I'm using the following script to create nodes and relationships via the neo4j python driver-
import pandas as pd
from neo4j import GraphDatabase
pd.set_option('display.max_colwidth', -1)
# neo4j credentials
uri= "bolt://localhost:7687"
userName= "neo4j"
password= "abcd1234"
#Read file
df = pd.read_csv('C://Users/Pari/Documents/NextPathway/Expedia/lineage_stored_procedure_dedup.csv',
sep=',', index_col=None, header=0,usecols=[0,1,2,3,4,5])
#Connect to the neo4j database server
graphDB_Driver = GraphDatabase.driver(uri, auth=(userName, password))

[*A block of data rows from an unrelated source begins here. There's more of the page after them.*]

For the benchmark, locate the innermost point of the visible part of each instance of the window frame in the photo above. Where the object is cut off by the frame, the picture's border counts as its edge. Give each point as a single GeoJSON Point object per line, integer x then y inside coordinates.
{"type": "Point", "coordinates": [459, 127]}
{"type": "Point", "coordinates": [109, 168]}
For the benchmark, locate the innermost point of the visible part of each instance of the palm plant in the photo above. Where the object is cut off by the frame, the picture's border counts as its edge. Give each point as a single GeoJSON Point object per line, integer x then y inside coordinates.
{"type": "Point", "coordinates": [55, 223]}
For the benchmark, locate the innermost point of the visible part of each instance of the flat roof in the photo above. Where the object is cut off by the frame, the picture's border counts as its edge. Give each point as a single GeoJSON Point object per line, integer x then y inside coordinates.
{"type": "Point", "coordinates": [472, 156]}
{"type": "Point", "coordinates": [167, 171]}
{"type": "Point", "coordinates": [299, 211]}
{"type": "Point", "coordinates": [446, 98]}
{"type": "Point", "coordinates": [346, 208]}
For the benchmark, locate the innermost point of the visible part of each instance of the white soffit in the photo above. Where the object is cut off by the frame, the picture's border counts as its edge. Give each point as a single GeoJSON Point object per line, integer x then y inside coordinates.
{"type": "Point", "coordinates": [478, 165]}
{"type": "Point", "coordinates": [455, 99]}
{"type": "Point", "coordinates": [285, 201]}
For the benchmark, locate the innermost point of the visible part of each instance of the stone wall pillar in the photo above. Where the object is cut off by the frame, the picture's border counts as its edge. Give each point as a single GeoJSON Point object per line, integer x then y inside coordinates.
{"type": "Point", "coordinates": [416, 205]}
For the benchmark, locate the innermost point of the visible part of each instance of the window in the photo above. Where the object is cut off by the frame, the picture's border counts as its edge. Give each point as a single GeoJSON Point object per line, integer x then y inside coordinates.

#CREATE NODES (:Program{Parent_Procedure}) set property 'type' = Parent_Object_Type
with graphDB_Driver.session() as graphDB_Session:
for index, row in df.iterrows():
cq = 'merge (p:Program{programName:"'+row["Parent_Procedure"]+'"}) set p.type = "'+row["Parent_Object_Type"]+'"'
#Execute the Cypher query
res = graphDB_Session.run(cq)
print(res)
#CREATE NODES (:Program{Called_Procedure}) set property 'type' = Called_Object_Type
for index, row in df.iterrows():
cq = 'merge (p:Program{programName:"'+row["Called_Procedure"]+'"}) set p.type = "'+row["Called_Object_Type"]+'"'
#Execute the Cypher query
res = graphDB_Session.run(cq)
print(res)
#Create relationship - (Parent_Procedure)-[:CALLS_TO]->(Called_Procedure)
for index, row in df.iterrows():
cq = 'merge (:Program{programName:"'+row["Parent_Procedure"]+'"})-[:CALLS_TO]->(:Program{programName:"'+row["Called_Procedure"]+'"})'
#Execute the Cypher query
res = graphDB_Session.run(cq)
print(res)
graphDB_Driver.close()
The entire script runs without throwing any errors.
The first two node creation blocks work perfectly. There 391 unique Program
nodes in the csv and that's how many get created in the graph.
Problem arises when creating the relationships. Not sure how exactly the query gets passed on to neo4j but somehow it blows up from 391 Program
nodes to 4000+.
Insights and help appreciated.